Ты ведь была готова на всё, а теперь капризничаешь. Тебе нужно ещё, хоть немного, потерпеть – нужно убедиться, что Клон ВВ испарился из Виржинии, и Синдикат больше тебя не ищет в этом штате.
Ты можешь потерпеть, ну, хотя бы ещё пару недель?
– Нет, я больше не могу терпеть, я лучше покончу с собой. Ты думаешь, что я капризничаю. Этого человека не сможет выдержать ни одна женщина на свете. Он повесил на стену большой календарь, очертил карандашом трёхмесячный период со дня моего приезда, и каждый день, демонстративно вздыхая, отмечает крестиком закончившийся день собственного воздержания. Когда закончился первый месяц, мы даже сходили в шикарный ресторан – отметить завершение одной трети оговоренного срока. Он постоянно меня ощупывает, обнюхивает и похлопывает по самым разным местам. Вчера он купил серебряный медальон, насильно отрезал у меня локон волос и теперь носит мои волосы на своей груди.
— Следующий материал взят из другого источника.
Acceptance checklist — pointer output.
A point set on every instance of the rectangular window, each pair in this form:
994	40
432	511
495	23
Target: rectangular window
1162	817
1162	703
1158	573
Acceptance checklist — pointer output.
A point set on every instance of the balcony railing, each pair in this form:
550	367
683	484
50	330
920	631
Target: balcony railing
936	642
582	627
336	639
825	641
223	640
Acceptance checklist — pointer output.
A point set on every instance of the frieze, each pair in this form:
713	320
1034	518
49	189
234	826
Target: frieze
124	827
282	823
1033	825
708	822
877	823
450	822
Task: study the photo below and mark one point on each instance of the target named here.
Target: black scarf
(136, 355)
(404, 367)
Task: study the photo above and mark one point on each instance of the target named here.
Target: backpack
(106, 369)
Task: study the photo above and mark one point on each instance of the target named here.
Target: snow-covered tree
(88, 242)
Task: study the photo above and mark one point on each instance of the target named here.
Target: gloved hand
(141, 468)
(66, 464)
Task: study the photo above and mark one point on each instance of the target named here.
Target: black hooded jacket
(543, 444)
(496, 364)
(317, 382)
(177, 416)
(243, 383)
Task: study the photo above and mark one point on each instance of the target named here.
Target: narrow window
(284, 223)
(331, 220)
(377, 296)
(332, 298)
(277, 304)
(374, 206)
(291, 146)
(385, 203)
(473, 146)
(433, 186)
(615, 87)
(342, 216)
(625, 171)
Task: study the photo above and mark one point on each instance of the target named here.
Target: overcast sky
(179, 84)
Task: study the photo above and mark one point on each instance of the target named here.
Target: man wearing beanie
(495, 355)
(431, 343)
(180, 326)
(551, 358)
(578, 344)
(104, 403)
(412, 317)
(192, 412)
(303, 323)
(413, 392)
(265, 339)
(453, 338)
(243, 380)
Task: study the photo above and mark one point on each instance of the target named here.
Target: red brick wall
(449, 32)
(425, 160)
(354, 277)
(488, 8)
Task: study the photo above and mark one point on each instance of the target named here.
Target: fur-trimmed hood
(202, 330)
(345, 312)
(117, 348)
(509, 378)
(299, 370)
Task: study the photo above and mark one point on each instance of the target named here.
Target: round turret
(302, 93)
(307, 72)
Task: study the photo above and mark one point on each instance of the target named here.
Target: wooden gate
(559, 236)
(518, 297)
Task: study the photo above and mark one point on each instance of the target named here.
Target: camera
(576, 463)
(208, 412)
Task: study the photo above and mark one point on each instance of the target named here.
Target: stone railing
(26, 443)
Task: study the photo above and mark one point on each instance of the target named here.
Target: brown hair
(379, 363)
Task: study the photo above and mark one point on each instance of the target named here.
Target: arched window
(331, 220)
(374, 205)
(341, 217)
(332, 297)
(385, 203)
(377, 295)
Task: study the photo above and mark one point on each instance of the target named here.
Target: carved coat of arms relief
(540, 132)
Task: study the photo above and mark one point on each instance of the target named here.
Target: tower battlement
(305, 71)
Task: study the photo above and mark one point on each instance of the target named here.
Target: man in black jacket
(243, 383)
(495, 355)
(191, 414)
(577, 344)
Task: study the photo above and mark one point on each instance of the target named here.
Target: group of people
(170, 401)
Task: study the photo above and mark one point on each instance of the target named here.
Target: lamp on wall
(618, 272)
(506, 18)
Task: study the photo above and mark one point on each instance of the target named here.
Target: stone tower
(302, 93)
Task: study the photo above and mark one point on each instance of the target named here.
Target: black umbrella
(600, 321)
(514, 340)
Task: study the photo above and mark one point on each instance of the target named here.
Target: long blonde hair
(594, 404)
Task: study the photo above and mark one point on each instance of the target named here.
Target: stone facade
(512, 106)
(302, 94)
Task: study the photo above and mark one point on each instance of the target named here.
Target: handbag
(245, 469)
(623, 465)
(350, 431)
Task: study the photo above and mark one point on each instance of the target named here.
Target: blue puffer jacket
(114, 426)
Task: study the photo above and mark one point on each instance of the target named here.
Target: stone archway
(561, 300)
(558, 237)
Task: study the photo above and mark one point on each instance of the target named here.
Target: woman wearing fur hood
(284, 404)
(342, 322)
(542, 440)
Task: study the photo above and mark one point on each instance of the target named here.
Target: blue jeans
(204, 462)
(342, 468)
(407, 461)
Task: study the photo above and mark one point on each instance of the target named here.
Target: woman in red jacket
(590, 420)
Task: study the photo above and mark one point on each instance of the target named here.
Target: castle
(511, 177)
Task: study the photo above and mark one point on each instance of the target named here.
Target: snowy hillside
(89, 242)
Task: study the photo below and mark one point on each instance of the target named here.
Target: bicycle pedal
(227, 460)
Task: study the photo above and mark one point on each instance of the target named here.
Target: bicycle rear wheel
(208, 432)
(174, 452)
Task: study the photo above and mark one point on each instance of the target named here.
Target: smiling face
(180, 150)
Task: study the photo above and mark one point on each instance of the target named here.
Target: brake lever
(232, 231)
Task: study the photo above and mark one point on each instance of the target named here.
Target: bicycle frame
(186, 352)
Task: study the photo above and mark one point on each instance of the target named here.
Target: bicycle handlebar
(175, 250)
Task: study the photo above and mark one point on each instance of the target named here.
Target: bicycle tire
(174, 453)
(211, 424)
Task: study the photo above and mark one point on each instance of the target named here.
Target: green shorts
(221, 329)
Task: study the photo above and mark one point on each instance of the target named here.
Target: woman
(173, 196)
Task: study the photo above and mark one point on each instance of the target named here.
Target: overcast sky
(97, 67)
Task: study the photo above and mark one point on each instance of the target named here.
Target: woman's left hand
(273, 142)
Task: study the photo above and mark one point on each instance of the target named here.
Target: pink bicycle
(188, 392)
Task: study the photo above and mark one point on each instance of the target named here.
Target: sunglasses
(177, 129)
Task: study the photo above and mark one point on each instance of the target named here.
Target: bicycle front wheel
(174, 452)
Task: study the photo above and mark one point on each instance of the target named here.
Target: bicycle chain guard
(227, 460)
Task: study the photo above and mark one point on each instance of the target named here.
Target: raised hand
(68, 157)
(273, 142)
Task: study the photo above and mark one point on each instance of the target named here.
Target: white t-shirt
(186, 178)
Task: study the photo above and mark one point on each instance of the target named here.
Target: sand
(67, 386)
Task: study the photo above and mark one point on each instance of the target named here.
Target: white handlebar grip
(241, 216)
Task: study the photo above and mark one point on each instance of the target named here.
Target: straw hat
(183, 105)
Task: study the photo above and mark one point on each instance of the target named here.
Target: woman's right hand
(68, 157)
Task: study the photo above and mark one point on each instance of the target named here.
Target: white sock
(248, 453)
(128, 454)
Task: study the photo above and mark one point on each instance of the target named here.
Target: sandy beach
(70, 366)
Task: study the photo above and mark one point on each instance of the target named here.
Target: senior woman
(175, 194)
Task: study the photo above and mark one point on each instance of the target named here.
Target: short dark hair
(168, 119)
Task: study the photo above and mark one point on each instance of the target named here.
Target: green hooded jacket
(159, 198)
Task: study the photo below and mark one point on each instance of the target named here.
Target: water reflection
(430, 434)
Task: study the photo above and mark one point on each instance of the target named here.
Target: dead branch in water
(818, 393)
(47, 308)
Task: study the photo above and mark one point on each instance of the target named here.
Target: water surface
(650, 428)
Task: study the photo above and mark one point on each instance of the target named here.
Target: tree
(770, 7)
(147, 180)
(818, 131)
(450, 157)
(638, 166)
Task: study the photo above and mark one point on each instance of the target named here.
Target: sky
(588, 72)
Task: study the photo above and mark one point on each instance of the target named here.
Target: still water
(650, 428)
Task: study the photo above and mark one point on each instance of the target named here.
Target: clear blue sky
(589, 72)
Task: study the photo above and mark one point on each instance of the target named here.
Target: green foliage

Как оказалось, он собрал коллекцию локонов от всех женщин, с которыми он когда-то был близок и хвастается мне этой коллекцией.
Несколько раз я случайно видела, как он копался в грязном белье, приготовленном мной для стирки, а потом, в упоении, нюхал мои пользованные трусики. Каждый вечер он признаётся мне в большой любви, становиться передо мной на колени и просит втайне нарушить твою с ним договорённость о запрете секса на три месяца. При этом у него всегда обильно течёт слюна изо рта…
Моё счастье, что он тебя очень уважает и боится – иначе у меня давно бы закончились все аргументы против нарушения вашей договорённости, а так я просто называю твое имя, и он немедленно успокаивается.
Он часами говорит о шахматах и шахматистах, он насильно, каждый вечер, учит меня играть в шахматы.
Он сделал десятки моих фотографий и расставил их повсюду, на работе, в его офисе, и дома. Всем своим соседям он уже представляет меня, как свою жену.